UK economy rebounds a record 7.5% from pandemic in 2021

Britain’s economy grew by a record 7.5% last year as Covid curbs eased after a pandemic-induced meltdown, official data showed on Friday, but analysts warned a skyrocketing inflation clouded the outlook for 2022.

The expansion, which was the fastest since records began in 1948, followed a record fall of 9.4% in 2020, the Office for National Statistics (ONS) added in a statement.

Economies around the world were hit in 2020 by the deadly pandemic, which triggered lockdowns and other public health restrictions that have since largely been lifted.

The ONS added on Friday that the UK economy grew by 1.0% in the fourth quarter despite the emergence of the Omicron Covid variant, matching its expansion in the third quarter.

December struck by Omicron

However, gross domestic product fell 0.2% in December due to fallout from the rapid spread of Omicron – which is widely considered less dangerous than previous variants but has hit the travel sector.

“GDP fell slightly in December as the Omicron wave hit, with retail and hospitality the hardest hit,” said ONS director of economic statistics Darren Morgan.

“However, these have been partially offset by increases in the Test and Trace service and vaccination programs.

“Despite the setback in December, GDP grew robustly through the fourth quarter as a whole, with the NHS (National Health Service), couriers and employment agencies all helping to support the economy,” Morgan added.

December activity held steady at its February 2020 level, before Covid hit.

Still, the fourth quarter of 2021 was slightly lower than the same period in 2019.

“Remarkably resilient”

UK Finance Minister Rishi Sunak welcomed the data.

“The economy has been remarkably resilient; with the UK growing the fastest in the G7 last year,” he said in a statement, noting that it had been boosted by the government’s sweeping stimulus and rapid vaccination campaign. .

“I’m proud of the determination the whole country has shown and proud of our incredible vaccination program which has kept the economy open.”

The UK government is preparing for the nation’s full emergence from the long-running health emergency.

England will scrap the legal requirement to self-isolate after testing positive for Covid-19 later this month if infection levels remain stable, Prime Minister Boris Johnson unexpectedly announced on Wednesday.

The proposed move would be one of the most dramatic relaxations of coronavirus rules by any country so far in the pandemic, as Johnson doubles down on his strategy of trying to “live with Covid”.

At the end of January, England lifted almost all of the remaining Covid restrictions that had been reimposed in early December to tackle Omicron.

Cost of living crisis

Despite Friday’s bright data, economists are warning that the UK’s outlook is clouded by a cost of living crisis that has been fueled by soaring national energy costs.

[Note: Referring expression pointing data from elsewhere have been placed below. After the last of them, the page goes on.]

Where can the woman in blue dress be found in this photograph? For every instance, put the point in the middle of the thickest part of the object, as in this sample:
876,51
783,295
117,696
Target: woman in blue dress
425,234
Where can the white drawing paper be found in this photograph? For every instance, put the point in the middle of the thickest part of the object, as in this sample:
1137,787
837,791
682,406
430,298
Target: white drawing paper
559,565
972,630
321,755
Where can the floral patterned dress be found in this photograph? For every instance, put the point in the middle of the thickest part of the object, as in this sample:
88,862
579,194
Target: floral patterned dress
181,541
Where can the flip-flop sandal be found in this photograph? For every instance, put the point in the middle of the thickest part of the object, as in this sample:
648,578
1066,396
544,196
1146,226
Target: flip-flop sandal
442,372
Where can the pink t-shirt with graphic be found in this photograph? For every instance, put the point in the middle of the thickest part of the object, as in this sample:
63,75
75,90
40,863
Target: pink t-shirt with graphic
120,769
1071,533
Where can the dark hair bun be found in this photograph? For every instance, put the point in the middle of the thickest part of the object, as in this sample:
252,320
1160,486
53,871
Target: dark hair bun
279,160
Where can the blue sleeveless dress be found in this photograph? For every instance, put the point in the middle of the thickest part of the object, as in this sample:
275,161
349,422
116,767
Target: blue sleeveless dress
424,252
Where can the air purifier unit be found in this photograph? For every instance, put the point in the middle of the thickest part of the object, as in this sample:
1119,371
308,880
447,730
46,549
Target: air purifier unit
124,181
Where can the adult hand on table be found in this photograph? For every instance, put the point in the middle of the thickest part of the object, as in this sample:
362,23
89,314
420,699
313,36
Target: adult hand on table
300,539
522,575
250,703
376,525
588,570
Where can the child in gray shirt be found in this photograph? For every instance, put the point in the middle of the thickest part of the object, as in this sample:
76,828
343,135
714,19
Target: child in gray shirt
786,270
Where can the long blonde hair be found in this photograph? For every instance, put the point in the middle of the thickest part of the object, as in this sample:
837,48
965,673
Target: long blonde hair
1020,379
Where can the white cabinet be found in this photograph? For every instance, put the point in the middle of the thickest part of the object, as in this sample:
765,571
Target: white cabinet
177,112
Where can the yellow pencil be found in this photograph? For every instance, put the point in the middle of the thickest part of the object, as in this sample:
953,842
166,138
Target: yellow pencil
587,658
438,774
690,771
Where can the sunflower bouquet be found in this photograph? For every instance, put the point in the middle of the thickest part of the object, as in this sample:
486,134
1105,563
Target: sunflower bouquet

Economies around the world have been battling decades-long high inflation that is forcing central banks to raise interest rates, including the Bank of England which this month raised its core cost of borrowing for the second time consecutive.

Britain is experiencing the highest annual inflation rate for nearly 30 years, while the cost of living is set to rise further from April due to a tax hike on British workers and businesses and rising energy bills.

“While Omicron’s downside risks have faded, the recovery now faces the more conventional economic challenge of high inflation,” said EY ITEM club economist Martin Beck.

“Consumers (are) facing the greatest pressure on purchasing power in over a decade,” he added.

Annual inflation in the UK hit 5.4% in December, fueling fears of a squeeze in the cost of living as wages fail to keep pace.

The BoE raised interest rates this month to 0.50% and expected inflation would peak at 7.25% in April.